At the technology level, there are as many as seven touchpoints with technology suppliers that CIOs
need to consider when deciding if the platform is fit for purpose in the DX context: networks, hardware,
storage, operating system, database, middleware, and of course applications. Thus choosing and
designing the right platform for service delivery involves an entire ecosystem and holistic architectural
approach, not a single supplier.
Some guidance IDC can offer to companies eager to improve digital transformation maturity, pertinent
to the issues discussed in this paper, is that we see that more mature companies which we term
Digital Thrivers behave in the following ways:
Seek to establish processes and systems that continually evaluate, understand, and extend
the value of all ecosystem constituents.
Develop a culture of innovation and a hunger for driving disruptive ecosystem experiences,
and facilitate this by automating and adapting responsively to customer experience needs.
Leverage digital technologies to conceive, create, adapt, and execute on innovative
contextualized instantiations of ecosystem experiences that combine human and machine
intelligence.
Develop and deploy an adaptive architecture and services that fluidly scale and adapt to
business requirements.
Make an organizational commitment to continually amplify engagement of digital and physical
continuous self-assessment and innovation that leverages input that transcends traditional
ecosystem (customers, employees, partners, and things) boundaries.
Adapt to business needs, in alignment with customer, partner, and employee expectations.

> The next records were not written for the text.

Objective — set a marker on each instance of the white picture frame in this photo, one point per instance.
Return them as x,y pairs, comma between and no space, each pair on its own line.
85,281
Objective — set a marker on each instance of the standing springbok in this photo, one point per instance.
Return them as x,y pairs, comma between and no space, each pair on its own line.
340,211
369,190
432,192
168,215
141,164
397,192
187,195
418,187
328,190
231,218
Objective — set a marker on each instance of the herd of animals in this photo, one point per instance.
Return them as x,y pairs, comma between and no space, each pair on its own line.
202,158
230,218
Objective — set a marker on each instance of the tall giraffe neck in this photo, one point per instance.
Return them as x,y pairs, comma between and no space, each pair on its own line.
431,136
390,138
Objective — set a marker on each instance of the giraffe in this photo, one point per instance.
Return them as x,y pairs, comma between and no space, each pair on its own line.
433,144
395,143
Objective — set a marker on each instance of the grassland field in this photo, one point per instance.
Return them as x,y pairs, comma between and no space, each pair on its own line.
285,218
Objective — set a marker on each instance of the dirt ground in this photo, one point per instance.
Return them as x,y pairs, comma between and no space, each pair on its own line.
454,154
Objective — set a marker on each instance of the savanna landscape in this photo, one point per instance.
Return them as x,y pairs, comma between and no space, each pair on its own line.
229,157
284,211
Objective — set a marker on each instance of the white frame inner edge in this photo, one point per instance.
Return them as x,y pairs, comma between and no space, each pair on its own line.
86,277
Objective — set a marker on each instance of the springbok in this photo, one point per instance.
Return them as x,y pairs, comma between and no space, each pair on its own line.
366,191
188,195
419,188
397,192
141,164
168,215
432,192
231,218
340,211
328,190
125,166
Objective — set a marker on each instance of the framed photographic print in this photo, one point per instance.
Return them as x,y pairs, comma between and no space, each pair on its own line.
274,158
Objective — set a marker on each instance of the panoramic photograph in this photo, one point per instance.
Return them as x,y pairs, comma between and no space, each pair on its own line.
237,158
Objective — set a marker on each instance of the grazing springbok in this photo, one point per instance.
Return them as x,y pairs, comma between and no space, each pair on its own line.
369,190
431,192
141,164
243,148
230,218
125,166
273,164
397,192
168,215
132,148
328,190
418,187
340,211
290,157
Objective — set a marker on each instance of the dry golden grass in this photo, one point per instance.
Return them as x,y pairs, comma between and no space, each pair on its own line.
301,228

Expand market awareness and brand management to leverage an assortment of digital
connections, influences, impressions, and triggers that expand engagement beyond traditional
ecosystem boundaries. Business performance hinges on delivering a compelling experience
long after initial engagement.
Align with personalized and contextualized needs while engaging and listening like never
before to all extended members of the ecosystems.